Public servants are only re-hired "in very unusual circumstances" after they retire, according to Jobs Minister Richard Bruton.
He said that four retirees recently taken back on in his department had "largely voluntary-type roles" and were not paid very much.
He defended the Government's policy on recruiting former state employees, without advertising the positions, when tens of thousands of people are on the dole.
His comments come after it emerged that senior civil servants, who retired before the end of last February to get a bigger pension, are back at work.
The most recent figures, show the last government spent over €15m on re-hiring retired public servants during 2010.
"Clearly that would only happen in very unusual circumstances," Mr Bruton said.
"Most of the cases that have happened, it's only for very short periods where someone has been brought in to allow an orderly recruitment of people for the future."
He said the Government is determined to reduce the size of the public service and early retirement schemes had been offered for this reason.

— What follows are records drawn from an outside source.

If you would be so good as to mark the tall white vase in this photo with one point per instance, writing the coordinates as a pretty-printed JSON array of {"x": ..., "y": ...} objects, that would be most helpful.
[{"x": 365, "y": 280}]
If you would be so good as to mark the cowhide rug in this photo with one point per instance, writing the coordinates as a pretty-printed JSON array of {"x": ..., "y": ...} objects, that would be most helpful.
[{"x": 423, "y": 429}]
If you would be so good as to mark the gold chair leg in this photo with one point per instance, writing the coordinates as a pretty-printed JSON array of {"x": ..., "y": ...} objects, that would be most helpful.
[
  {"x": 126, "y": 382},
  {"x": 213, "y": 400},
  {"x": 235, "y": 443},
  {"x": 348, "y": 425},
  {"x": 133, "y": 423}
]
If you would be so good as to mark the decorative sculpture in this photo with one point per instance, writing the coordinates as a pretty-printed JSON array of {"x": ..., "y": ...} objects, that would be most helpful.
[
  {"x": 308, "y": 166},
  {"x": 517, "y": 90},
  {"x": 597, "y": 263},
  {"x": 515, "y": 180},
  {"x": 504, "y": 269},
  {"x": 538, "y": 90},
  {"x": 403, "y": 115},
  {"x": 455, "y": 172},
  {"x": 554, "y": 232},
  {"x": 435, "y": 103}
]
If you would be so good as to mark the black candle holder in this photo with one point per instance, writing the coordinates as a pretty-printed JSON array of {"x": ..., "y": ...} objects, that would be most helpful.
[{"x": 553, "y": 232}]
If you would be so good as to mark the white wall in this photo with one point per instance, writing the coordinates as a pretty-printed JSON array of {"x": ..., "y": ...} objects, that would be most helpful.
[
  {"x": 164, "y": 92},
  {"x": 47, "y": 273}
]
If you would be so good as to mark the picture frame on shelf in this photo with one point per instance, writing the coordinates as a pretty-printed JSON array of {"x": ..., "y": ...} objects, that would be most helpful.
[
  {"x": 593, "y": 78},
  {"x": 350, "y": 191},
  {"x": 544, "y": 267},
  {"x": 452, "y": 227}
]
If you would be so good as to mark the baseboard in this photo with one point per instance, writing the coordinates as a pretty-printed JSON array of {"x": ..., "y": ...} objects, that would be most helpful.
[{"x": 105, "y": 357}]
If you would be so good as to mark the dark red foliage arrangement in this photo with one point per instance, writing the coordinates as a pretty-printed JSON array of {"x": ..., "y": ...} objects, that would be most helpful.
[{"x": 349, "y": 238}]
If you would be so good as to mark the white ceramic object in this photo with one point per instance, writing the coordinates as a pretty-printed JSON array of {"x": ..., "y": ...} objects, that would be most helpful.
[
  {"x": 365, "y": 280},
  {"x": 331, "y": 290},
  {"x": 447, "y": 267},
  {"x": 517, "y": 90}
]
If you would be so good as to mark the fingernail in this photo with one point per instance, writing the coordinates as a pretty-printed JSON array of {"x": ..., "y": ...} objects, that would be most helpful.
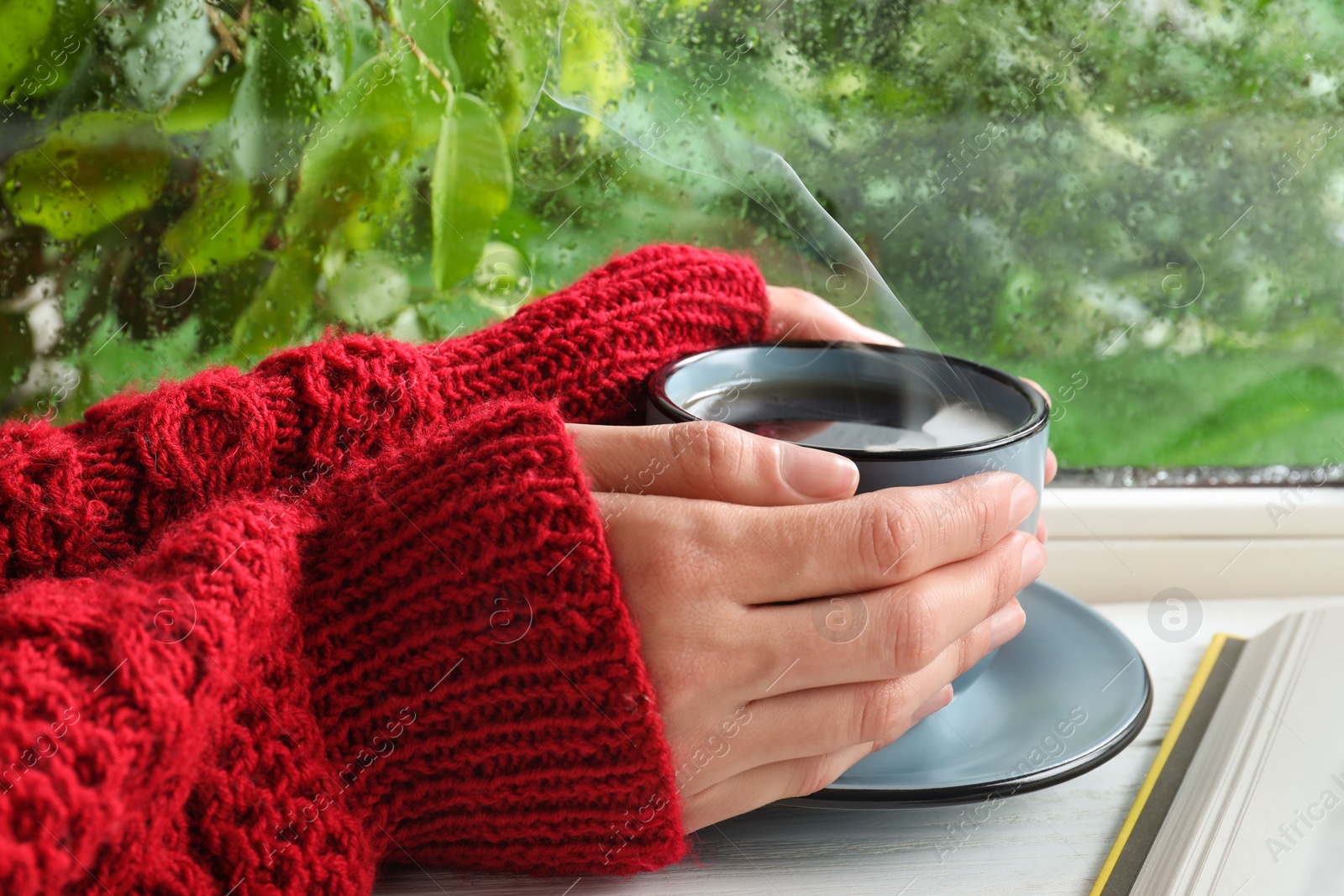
[
  {"x": 877, "y": 336},
  {"x": 1023, "y": 500},
  {"x": 1032, "y": 562},
  {"x": 933, "y": 705},
  {"x": 817, "y": 474},
  {"x": 1005, "y": 624}
]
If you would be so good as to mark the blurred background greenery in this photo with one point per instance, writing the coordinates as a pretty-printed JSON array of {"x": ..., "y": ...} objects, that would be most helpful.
[{"x": 1140, "y": 204}]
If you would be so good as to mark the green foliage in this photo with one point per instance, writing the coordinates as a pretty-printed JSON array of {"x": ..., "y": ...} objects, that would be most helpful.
[
  {"x": 1151, "y": 202},
  {"x": 472, "y": 187},
  {"x": 87, "y": 174}
]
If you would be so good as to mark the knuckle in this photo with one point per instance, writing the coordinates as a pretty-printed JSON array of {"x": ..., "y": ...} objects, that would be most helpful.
[
  {"x": 717, "y": 454},
  {"x": 983, "y": 516},
  {"x": 1008, "y": 569},
  {"x": 893, "y": 532},
  {"x": 877, "y": 712},
  {"x": 813, "y": 774},
  {"x": 916, "y": 640}
]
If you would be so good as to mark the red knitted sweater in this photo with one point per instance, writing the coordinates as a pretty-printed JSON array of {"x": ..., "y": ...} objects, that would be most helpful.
[{"x": 262, "y": 631}]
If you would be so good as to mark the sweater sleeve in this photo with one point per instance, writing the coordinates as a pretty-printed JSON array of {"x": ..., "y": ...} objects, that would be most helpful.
[
  {"x": 77, "y": 499},
  {"x": 476, "y": 589},
  {"x": 423, "y": 660}
]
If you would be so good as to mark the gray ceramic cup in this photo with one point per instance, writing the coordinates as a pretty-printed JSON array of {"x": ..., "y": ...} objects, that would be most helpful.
[{"x": 839, "y": 382}]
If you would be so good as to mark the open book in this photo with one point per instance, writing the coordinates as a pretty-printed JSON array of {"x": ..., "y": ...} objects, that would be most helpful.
[{"x": 1247, "y": 795}]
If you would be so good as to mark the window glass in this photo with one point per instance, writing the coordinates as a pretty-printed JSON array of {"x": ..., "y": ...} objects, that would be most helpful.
[{"x": 1139, "y": 204}]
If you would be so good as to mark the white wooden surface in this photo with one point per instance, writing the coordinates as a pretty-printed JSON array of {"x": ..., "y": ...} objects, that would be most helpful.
[{"x": 1052, "y": 841}]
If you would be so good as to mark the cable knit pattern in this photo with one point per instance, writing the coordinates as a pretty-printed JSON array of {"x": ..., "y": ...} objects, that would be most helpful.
[
  {"x": 261, "y": 631},
  {"x": 78, "y": 499},
  {"x": 423, "y": 658}
]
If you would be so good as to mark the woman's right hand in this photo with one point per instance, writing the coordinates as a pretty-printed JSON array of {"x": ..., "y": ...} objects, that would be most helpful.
[{"x": 790, "y": 626}]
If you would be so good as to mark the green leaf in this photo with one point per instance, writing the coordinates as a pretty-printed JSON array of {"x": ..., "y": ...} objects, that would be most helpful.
[
  {"x": 205, "y": 105},
  {"x": 221, "y": 228},
  {"x": 167, "y": 51},
  {"x": 349, "y": 186},
  {"x": 472, "y": 184},
  {"x": 276, "y": 105},
  {"x": 87, "y": 172},
  {"x": 430, "y": 26},
  {"x": 281, "y": 308},
  {"x": 26, "y": 26},
  {"x": 15, "y": 352},
  {"x": 501, "y": 49},
  {"x": 366, "y": 134},
  {"x": 370, "y": 288}
]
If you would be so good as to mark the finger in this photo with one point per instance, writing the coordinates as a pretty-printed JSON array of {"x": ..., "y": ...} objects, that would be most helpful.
[
  {"x": 1038, "y": 387},
  {"x": 799, "y": 315},
  {"x": 768, "y": 555},
  {"x": 824, "y": 720},
  {"x": 886, "y": 633},
  {"x": 765, "y": 783},
  {"x": 711, "y": 461}
]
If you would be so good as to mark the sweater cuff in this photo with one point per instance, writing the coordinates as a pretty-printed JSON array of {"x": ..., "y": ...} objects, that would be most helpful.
[
  {"x": 591, "y": 345},
  {"x": 476, "y": 672}
]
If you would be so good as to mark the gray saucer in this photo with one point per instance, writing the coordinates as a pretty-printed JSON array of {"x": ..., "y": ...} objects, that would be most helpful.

"There are adjustment periods and sometime it's necessary to temporarily have replacements," he said.
"Each of those cases is overseen very carefully by the Department of Public Expenditure and Reform and its objective is to manage the public services effectively, to get best value, to reduce and deliver more from less."
He said each re-appointment is carefully examined before the Government would allow it.
"I do know that in the instances that I have seen, and I haven't seen all departments, they're either very temporary or they're situations perhaps where someone is in a voluntary capacity," he said.
"They're playing a role, doing a small task which is just drawing on their experience but it's not an employment as such."
There is no central log of the numbers of retired staff who were brought back to work across the public service last year.
The Health Service Executive has produced figures that show it re-hired 686 retired health staff at a cost of €11.6m.